Monday, October 09, 2006

North Korea's Bomb

Outside of a drop in South Korean stocks, North Korea’s bomb test has had virtually no impact on the U.S. or world stock markets..

The best risk barometers—namely gold and oil—have barely moved. U.S. stocks are actually higher as of this writing.

I’ve been reading about various Apocalypse Now war scenarios from assorted neo-con type bombers and warriors, but frankly, I don’t get it. The big issue in the years ahead will be how to manage the total collapse and meltdown of North Korea whose economy is 1/40th the size of South Korea’s.

Think of this: the food shortages in North Korea are so bad that inhabitants are literally eating the bark off trees.
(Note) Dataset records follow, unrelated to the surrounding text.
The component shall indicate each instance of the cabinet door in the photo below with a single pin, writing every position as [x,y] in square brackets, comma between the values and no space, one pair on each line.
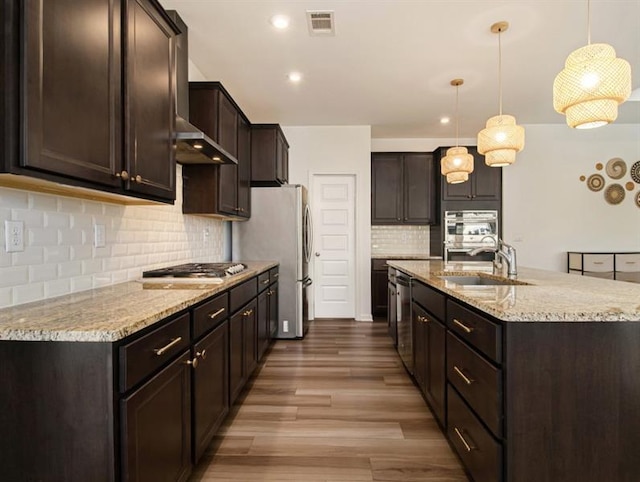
[435,376]
[227,125]
[244,168]
[487,181]
[156,427]
[73,89]
[250,315]
[236,356]
[386,184]
[263,323]
[210,387]
[149,101]
[419,188]
[273,310]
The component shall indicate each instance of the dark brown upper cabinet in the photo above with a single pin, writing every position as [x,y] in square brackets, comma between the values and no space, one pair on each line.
[402,188]
[219,190]
[99,109]
[269,155]
[484,184]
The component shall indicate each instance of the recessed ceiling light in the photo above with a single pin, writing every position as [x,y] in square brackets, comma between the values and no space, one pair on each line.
[280,21]
[295,76]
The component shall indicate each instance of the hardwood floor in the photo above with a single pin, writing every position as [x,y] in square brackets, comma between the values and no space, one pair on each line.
[336,406]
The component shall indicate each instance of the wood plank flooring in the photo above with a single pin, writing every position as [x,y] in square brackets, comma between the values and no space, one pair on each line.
[336,406]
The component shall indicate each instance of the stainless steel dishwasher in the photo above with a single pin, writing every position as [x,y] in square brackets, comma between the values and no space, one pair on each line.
[405,327]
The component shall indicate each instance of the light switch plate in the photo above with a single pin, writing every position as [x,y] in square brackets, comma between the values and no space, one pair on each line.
[99,235]
[14,236]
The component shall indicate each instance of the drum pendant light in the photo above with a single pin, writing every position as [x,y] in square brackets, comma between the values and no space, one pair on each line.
[458,163]
[502,138]
[592,84]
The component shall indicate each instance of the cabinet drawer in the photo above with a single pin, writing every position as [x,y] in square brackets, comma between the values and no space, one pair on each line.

23 million North Korean refugees will be a big management problem for China, South Korea, and U.S. military forces. But wartime bombing of North Korea is not the solution. Some kind of diplomatic and economic discussion with China, South Korea, Japan, and others has to be the answer.

(Let’s not forget that North Korea is a long way from weaponization. Their July rocket tests fizzled badly. If North Korea invaded South Korea that would be different—very different. But that’s not happening.)

Reunification of the Koreas is inevitable. It’s just a question of how this process is nurtured and managed.

Any plausible solutions to North Korea must emphasize economic connectivity in that region, as part of a deal worked out with China, South Korea and Japan. Kim Jong-il wants attention, but he especially wants economic help. We shouldn’t give it to him until a grand design is worked out diplomatically. Again—with China, South Korea, and Japan.

This goes along with the best news I’ve seen on the global terror war in general, from master politico/diplomatist James Baker, who wants to negotiate with Iran and Syria in order to create some resolution for the Iraq disaster. Global negotiations on the other side of the world with China and the Koreas may be part of this grand design process.